Measuring color constancy at a pixel

Implement this paper and look at the variation of the solution over the pixels of an image. Average the results over the image as a way to do color constancy and integrate this method into this existing color constancy algorithm tester. Of interest is how this and other algorithms behave as the size of the image patch given to them changes.

Classifying normal verses non-normal neurons

(Under consideration by Kael)

This directory contains two subdirectories with images from neurons and their respective skeletonizations. (It is not clear whether there is any mileage in improving the skeletonizations). The neurons form two groups (either a "c" in the filename or a "d"). The difference is related to the amount of curvature at the endings. (We will find out more about this). The object is to write a classification program. On the assumption that the curvature of the endings is an issue, a start would be to identify the endings, color them red (to verify), compute the average curvature, and see if this can be used to classify the two groups. and look at the variation of the solution over the pixels of an image. Average the results over the image as a way to do color constancy and integrate this method into an existing color constancy algorithm tester.

Using neural networks for word prediction (challenging!)

This project requires previous experience with neural networks or a keen desire to put extra time into learning about them---the instructor is neither a neural network expert nor an advocate for them, and has no idea if it can be made to work. A sufficiently detailed and intellegent report of failure would be acceptable.

Consider data of the form:

Document 1:
   continous feature vector 1
   continous feature vector 2
   ....
   continous feature vector n 
                             1

   discrete binary vector (a sequence of yes and no's)

Document 2:
   continous feature vector 1
   continous feature vector 2
   ....
   continous feature vector n  
                             2

   discrete binary vector (a sequence of yes and no's)

..............

Document M:
   continous feature vector 1
   continous feature vector 2
   ....
   continous feature vector n  
                             M

   discrete binary vector (a sequence of yes and no's)

The number of feature vectors is variable, but they could be forced to be the same in the intial project phases to simplify things. The project is to construct a neural network to predict the binary vector data from (a) the continous feature vectors, and (b), a single continous feature vector.

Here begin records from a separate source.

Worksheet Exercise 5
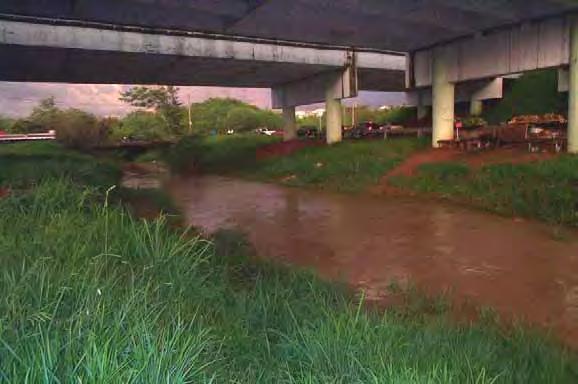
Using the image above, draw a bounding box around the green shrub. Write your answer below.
[56,109,108,149]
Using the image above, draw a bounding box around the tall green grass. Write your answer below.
[391,155,578,226]
[0,180,578,384]
[166,134,281,172]
[0,142,121,188]
[244,139,427,192]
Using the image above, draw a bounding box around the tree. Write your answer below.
[12,97,62,133]
[0,116,16,132]
[257,110,283,129]
[111,111,169,140]
[120,86,183,135]
[225,107,259,132]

To be more concrete, and explain why this relates to vision, we can consider the continuous feature vectors as representing image regions, and the binary vectors representing words. So this neural network would be able to predict the word tiger from an image with an orange stripey bit.

Note that this is not an easy project. A foray into the literature is a must. It is quite likely that a neural network like this has never been constructed. Normally, a neural network is given a single feature vector, and a simple output. It is possible to put the above data into that form, by simply conjecturing that each a feature vector should be associated with each word (i.e. hedging your bets or distrubuting the uncertaintly), and hope that the neural network learns the right thing. This could be a worthwhile warm-up exersize whose results can form a naive baseline, but it does not really get to the heart of the problem. If you were then to weight this data based on the neural network output, and iterate this process, then you would the algorithm in this paper , except, instead of a SVM you have a neural network. Since this has already be done, the focuss on this project is to think of the kinds of representations that will allow a neural network to learn the essence of the above data in a novel way. In particular, the network likely should represent the fact that the words are predicted through some group of regions. If that group of regions is taken to be the entire set (the whole image), then the network would overtrain. As is always the case, it is critical to work towards good performance on data not used for training.

To do this project, you will have to convince me that you have a solid understanding why this is a difficult project, and is not a standard neurel network project.